El director ejecutivo de Anthropic, Dario Amodei, ha acusado a OpenAI de utilizar “teatro de seguridad” para justificar su reciente acuerdo con el Pentágono y ha calificado la estrategia de la compañía rival de “mentira” y de operación de “marketing”. Las críticas aparecen en un memorando interno de unas 1.600 palabras enviado a los empleados de la empresa y filtrado en las últimas horas a medios especializados.
En ese documento, Amodei sostiene que OpenAI ha tergiversado el propósito del contrato militar firmado con el Departamento de Defensa estadounidense. Según el directivo, las salvaguardas de seguridad que la compañía de Sam Altman asegura haber establecido “no funcionan en su mayoría” y forman parte de una narrativa destinada a presentar a la empresa como un “pacificador”.
La filtración se ha producido pocos días después de que el Gobierno de Estados Unidos haya declarado a Anthropic como un “riesgo para la cadena de suministro de la seguridad nacional”. Esa designación obliga a los contratistas del Pentágono a certificar que no emplean los modelos de inteligencia artificial desarrollados por la compañía.
Excluidos por razones políticas
Amodei ha atribuido esa decisión a razones políticas. “Las razones reales por las que (el Departamento de Guerra) y la Administración Trump no nos quieren es porque no hemos donado a Trump”, escribió en el memorando, en referencia a los 25 millones de dólares que el presidente de OpenAI, Greg Brockman, habría aportado a un comité de acción política republicano.
En su mensaje, el ejecutivo defiende que Anthropic ha colaborado activamente con el aparato de seguridad estadounidense y que sus modelos ya se utilizan en redes clasificadas del Gobierno, laboratorios nacionales y agencias de inteligencia para tareas como el análisis de información, la simulación estratégica o las operaciones cibernéticas.
El documento insiste en que la empresa apoya el uso de la inteligencia artificial para la defensa de Estados Unidos y de otras democracias frente a adversarios autoritarios, pero establece dos límites que considera incompatibles con sus principios: la vigilancia masiva de la población dentro del país y el desarrollo de armas completamente autónomas.
Límites éticos
“Usar estos sistemas para vigilancia masiva doméstica es incompatible con los valores democráticos”, afirma el memorando, que advierte de que la capacidad de la inteligencia artificial para combinar grandes volúmenes de datos podría permitir reconstruir “una imagen completa de la vida de cualquier persona, de forma automática y a gran escala”.
El texto también rechaza el uso de modelos de IA en armamento totalmente autónomo.

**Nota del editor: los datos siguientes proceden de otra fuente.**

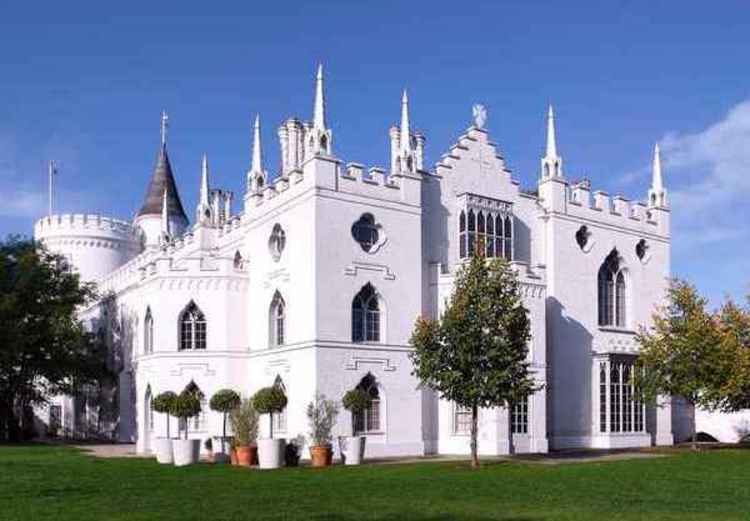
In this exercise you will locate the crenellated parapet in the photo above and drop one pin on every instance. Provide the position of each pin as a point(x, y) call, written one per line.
point(93, 244)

Según Amodei, los sistemas actuales “no son lo suficientemente fiables” para operar sin intervención humana y podrían poner en riesgo tanto a militares como a civiles.
Pese a las presiones del Departamento de Defensa para aceptar “cualquier uso legal” de la tecnología, el directivo asegura que Anthropic mantendrá esas dos salvaguardas. “No podemos, en conciencia, acceder a esa petición”, afirma el memorando.
Amodei concluye el mensaje defendiendo que, incluso si el Pentágono decide prescindir de la empresa, Anthropic seguirá ofreciendo una transición ordenada para evitar interrupciones en operaciones militares o de planificación. Al mismo tiempo, sostiene que la compañía mantendrá sus “líneas rojas con integridad” frente a un acuerdo que, a su juicio, una parte del público percibe como “sospechoso”.